The first fairly accurate clocks used weighted pendulums, which by their very nature were of no use at sea or in a portable watch. The invention of the spring mechanism brought in the development of “pocket clockes” in Tudor England allowing clockmakers the ability to put a time keeping device in a small, mobile, container.
The very first pocket watch was created by Peter Henlein in 1524 and it is rumored that Henry VIII had one of these kept on a chain around his neck. These early watches only had an hour hand, the inaccuracy of the watches at this time made a minute hand useless. The evolution of the miniaturization process of these spring based designs allowed for the making of portable watches that would work at sea. The Waltham Watch Company founded in 1850 by Aaron Dennison pioneered the manufacturing of interchangeable parts and is still a top watchmaker today.

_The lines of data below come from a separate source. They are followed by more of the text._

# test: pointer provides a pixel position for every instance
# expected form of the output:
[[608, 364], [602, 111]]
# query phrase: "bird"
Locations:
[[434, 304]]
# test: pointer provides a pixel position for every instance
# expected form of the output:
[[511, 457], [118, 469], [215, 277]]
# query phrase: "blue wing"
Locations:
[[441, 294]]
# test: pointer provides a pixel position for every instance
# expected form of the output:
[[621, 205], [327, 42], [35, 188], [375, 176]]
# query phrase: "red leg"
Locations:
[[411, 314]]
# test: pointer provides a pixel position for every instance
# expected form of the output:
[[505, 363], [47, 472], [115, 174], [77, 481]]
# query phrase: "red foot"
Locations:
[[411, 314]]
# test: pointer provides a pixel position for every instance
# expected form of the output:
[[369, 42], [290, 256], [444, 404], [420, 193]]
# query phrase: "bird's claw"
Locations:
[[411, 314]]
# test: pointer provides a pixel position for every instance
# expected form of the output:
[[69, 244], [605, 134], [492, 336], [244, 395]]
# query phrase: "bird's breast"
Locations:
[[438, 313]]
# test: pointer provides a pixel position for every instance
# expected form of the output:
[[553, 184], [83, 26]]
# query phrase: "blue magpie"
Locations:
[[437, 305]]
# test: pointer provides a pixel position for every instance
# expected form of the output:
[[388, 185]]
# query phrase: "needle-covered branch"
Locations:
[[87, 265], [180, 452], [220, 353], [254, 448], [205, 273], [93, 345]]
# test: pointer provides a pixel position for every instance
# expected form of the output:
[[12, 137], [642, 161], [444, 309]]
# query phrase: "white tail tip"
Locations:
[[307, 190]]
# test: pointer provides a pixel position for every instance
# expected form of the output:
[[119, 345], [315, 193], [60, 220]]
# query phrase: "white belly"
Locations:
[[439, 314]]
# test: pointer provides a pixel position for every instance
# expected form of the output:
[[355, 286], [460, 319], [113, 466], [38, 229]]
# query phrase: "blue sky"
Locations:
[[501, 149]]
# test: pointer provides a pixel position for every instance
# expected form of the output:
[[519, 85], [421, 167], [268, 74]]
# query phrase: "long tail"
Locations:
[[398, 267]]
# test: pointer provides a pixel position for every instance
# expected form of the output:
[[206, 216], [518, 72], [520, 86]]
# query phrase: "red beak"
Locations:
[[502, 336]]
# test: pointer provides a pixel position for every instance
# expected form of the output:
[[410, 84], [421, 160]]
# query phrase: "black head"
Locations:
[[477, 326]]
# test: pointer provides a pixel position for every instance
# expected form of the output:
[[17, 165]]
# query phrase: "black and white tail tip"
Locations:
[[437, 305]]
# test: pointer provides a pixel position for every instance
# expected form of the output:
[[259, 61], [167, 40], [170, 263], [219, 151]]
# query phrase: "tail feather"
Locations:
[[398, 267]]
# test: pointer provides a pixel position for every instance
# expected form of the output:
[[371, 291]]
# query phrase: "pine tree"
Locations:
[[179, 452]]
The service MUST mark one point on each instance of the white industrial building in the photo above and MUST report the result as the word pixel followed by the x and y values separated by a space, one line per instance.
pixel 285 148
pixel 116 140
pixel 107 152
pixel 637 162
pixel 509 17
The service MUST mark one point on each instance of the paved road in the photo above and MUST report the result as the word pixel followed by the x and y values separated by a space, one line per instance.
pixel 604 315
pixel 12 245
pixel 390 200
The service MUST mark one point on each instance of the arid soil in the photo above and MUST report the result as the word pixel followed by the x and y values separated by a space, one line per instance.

In the 1868 the first wristwatch was made by the Patek Philippe company, a joint venture of Antoinne Patek and French watchmaker Adrien Phillippe, the inventor of the keyless wind mechanism. It was considered an accessory for women until the 2oth century. Because of its exclusivity, luxury tag, low volume production and cost, Patek Philippe lost the market and lost much of its business. The Stern family took over the firm in 1929.
Patek Philippe remains a force in the quartz watch industry introducing not only the perpetual calendar, chronograph, and minute repeater but also the most complicated mechanical watch ever made. In 1989, the company created the Calibre 89, in celebration of their 150th anniversary. This watch has 33 complications including the date of Easter, a thermometer, a sunrise time, equation of time and more!
In the early 1900’s, the wristwatch became popular with men due to the Brazilian inventor Alberto Santos-Dumont who wanted a more convenient way of checking time while in the aircraft he was working on. He approached his friend, Louis Cartier and asked him for a watch that he could read easier and Cartier designed a leather-band wristwatch for him that he never took off.
Because Cartier was a popular figure in Paris, he was able to sell these watches to many other men and by the Fist World War, officers in all armies were turning to the wristwatches because it was much easier in the battlefield to just look at a watch on their wrist than to have to reach in their pocket for a pocket watch.
Army contractors began issuing cheap, reliable, mass produced watches to artillery and infantry officers so they could synchronize their attacks. At the end of the war, these European and American veterans were allowed to return home with their wristwatches helping to make them popular among middle class Western civilian culture. Today almost everyone wears a wristwatch as a direct result of this introduction in World War 1.